Dr. Nagy, your cradle stood in Romania, in a double minority setting: as member of the Hungarian minority and as a member of a Lutheran Church. In addition you were born as a female. It is far from usual in that context for a woman to embark on a study of theology. You did.
You express your thanks to three generations of women of that context, “who were the first to shape the way of thinking, beliefs and behavior of a new life”. Your grandmother who played an important role in your life died three weeks ago. We remember her with gratefulness. You have been given outstanding values and treasures of love for neighbors and strangers from them.

You emphasize the importance of autobiographical theology with regard to the Chinese Christian Communities. What you offer is a powerful one from your own personal biography, with migration as a recurrent theme in your own life.

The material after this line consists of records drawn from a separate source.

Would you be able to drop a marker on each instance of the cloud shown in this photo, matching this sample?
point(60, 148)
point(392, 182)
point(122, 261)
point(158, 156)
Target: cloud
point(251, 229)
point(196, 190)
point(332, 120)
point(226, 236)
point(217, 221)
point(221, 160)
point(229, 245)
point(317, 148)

After finishing your high school in Romania in 1996, you migrated to Hungary for your theological studies in Budapest, at the Evangelical-Lutheran Theological University. Then another migration followed, to China, in 1999, as you received a Scholarship by the International Network in Advanced Theological Education to study Chinese Christianity and Contextual Theology at the Lutheran Theological Seminary in Hong Kong. In 2002 you received your Master of Theology degree in Budapest and were ordained as a minister of the Evangelical-Lutheran Church in Hungary.
In 2003 another migration followed. You gained a scholarship from the Stipendium Bernardinum, which exists 300 years next year, to study at Utrecht University. You are a fruit of the important work of this scholarship fund.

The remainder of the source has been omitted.